The book advises using Samatha to calm and steady the mind first—like clearing the table—before switching to Vipassana for true insight. This time, I understood and applied this much better. When my focus drifted during watching, I'd return to the breath for that profound calm, then shift back to observing.

A monk practicing meditation in a serene temple setting.

Emerging Defilements and True Progress

The deeper you go, the more subconscious defilements surface: anger, fear, hatred, greed—deep-rooted patterns most of us suppress. The book and my experience confirm this can feel more painful initially than ignoring them. But it's like extinguishing a house fire: once the blaze is out, you can easily spot and douse small sparks.

Amid rapid changes in the world, my businesses, and relationships, these arose intensely—but facing them is the essence of real meditation, beyond just the blissful states of Samatha.

One profound moment: After meditating seated for 90 minutes, intense leg pain arose. I wanted to move, but then realized—I am not the pain. The sensation dissolved completely for many minutes. The same happened with a headache. By observing it as one of the five aggregates, as impermanent human suffering, I released attachment to it. (The pain did return later during longer two-hour sits, but those moments of release were extraordinary.)

A Surreal Encounter with Impermanence

In the final hours before my wife Wendy picked me up, I sat by the pond where visitors feed hundreds of pigeons and fish. While reading on a bench, at exactly 1 PM, a loud thud sounded in front of me.

A pigeon had fallen from a tree and lay dying just four feet away—directly in my line of sight. It struggled to rise, beak gasping for air four or five times, eyes locked on mine in its final moments.

Then, horrifyingly, a group of other pigeons descended, pecking at its eyes and trampling the body. I found a broomstick and large leaf from the groundskeepers, gently swept the pigeon onto the leaf, and carried it to a secluded area under a tree, covering it with leaves for a peaceful rest.

The pond area at Wat Umong, home to many pigeons and fish.

When I told Wendy later, she said the pigeon had sacrificed itself—taking on a burden or pain meant for me.
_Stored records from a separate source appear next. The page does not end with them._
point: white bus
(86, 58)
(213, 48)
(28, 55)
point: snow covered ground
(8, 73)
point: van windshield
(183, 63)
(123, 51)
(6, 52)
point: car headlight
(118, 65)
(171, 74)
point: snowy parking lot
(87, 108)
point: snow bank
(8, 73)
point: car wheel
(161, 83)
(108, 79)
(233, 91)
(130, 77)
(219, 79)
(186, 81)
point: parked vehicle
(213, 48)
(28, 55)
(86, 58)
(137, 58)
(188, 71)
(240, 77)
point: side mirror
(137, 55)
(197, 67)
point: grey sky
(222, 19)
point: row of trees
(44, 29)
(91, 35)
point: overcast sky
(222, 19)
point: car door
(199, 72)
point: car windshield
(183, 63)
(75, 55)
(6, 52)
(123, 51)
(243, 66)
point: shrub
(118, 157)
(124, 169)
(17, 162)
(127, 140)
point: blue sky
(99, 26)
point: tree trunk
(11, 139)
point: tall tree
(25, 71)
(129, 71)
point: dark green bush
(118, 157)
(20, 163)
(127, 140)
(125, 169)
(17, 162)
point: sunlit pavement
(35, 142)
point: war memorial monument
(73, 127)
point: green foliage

A profoundly surreal reminder of impermanence and suffering.

Hundreds of pigeons live and die there daily, but this one connected directly with me in its final breaths. Life is suffering (dukkha), yet realizing we are not a separate "self"—we are interconnected—offers the path to release.

In our age of AI and rapid technological change, these ancient Buddhist insights feel more relevant than ever.